In 1903, the Empress Dowager gave a photographer, named Xunling, a challenging assignment: to improve her image. The result is a curious series of portraits—the only surviving of the empress. The Palace Museum in Beijing holds most of the photographs. But the Smithsonian is fortunate enough to have a cache of 36 of Xunling’s glass-plate negatives in its collections. The Freer and Sackler Galleries purchased the negatives following the 1944 death of Deling, Xunling’s sister and a former personal attendant to Cixi. For the first time, 19 of the portraits are on display at the Arthur M. Sackler Gallery in the exhibition, “Power | Play: China’s Empress Dowager,” through January 29.

The exhibition organizes the portraits, thematically, in the galleries. There are photographs of the Empress Dowager taken in a temporary studio in the courtyard of her private residence within the Summer Palace, as well as photographs of diplomatic receptions and portraits she gave as diplomatic gifts. (One, a large hand-tinted portrait, is on display. It was sent to Theodore Roosevelt in 1904. His daughter Alice received a print in 1905.) There is a section devoted to more private portraits of Cixi and her attendants.

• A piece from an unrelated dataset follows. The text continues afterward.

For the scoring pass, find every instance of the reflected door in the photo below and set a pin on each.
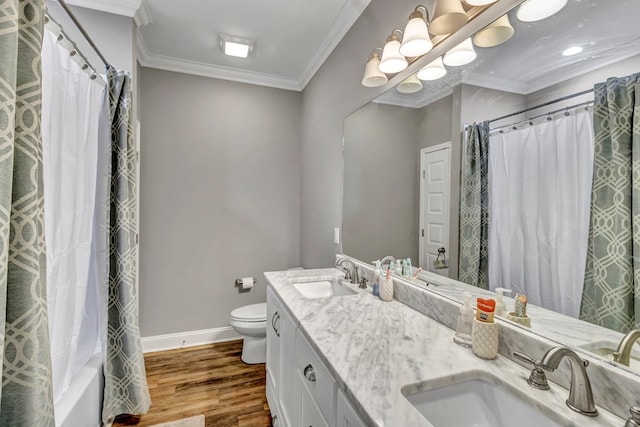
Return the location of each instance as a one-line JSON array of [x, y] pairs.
[[435, 190]]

And, another gallery highlights photographs of dramatically staged theatrical scenes with the empress, her attendants and her eunuchs.

At a recent preview of the exhibition, David Hogge, head of the archives at the Freer and Sackler galleries and curator of the show, shared stories about the photographs that he came across in his research. Hogge pointed out the Western influences in a series of portraits of Cixi in her courtyard. In one, for instance, there are pyramids of apples—fruit enjoyed more in the Western world than in China—and a French Louis XIV pedestal table—”subtle markers that mark her as a cosmopolitan ruler,” he says. Cixi appears to be taking a cue from Western portraiture and is seated in a more relaxed pose in another. The empress dowager “may have been behind the curve when it came to political reform, but she was ahead of it when it came to using the medium to control her image,” Sean Callahan, professor of photography at Syracuse University, told Smithsonian magazine writer Owen Edwards, for a story he recently wrote on the photographs.

Hogge was perplexed by another pose she takes in two of the 19 photos exhibited. She holds a flower to her hair and a mirror in her other hand. But, with some help from outside experts, he figured out that the pose mimics the heroine in a scene in a Ming dynasty play called The Peony Pavilion. To those who knew the play, it would reference longevity, presumably for both the empress and the Qing dynasty.

In an interesting extension, visitors to the exhibition can watch a compilation of footage from films about the empress in a final room. The cinematic depictions of Cixi are largely informed by Xunling’s photographs. She is a rather wicked character in 55 Days in Peking from 1963, and yet in The Last Emperor (1987) and Shadow Magic (2000), she is portrayed as being more humane. In a way, the gradual softening of Cixi on screen begs the question: Was her public relations campaign a success in the end, nearly a hundred years later?

In an upcoming film series, the Freer and Sackler will be showing the following films in full at the Freer Gallery of Art’s Meyer Auditorium:

The Empress Dowager – Friday, September 30, 7 p.m.

The Last Tempest – Sunday, October 2, 2 p.m.

55 Days in Peking – Friday, October 7, 7 p.m.

Shadow Magic – Sunday, October 9, 2 p.m.

The Last Emperor – Friday, October 14, 7 p.m.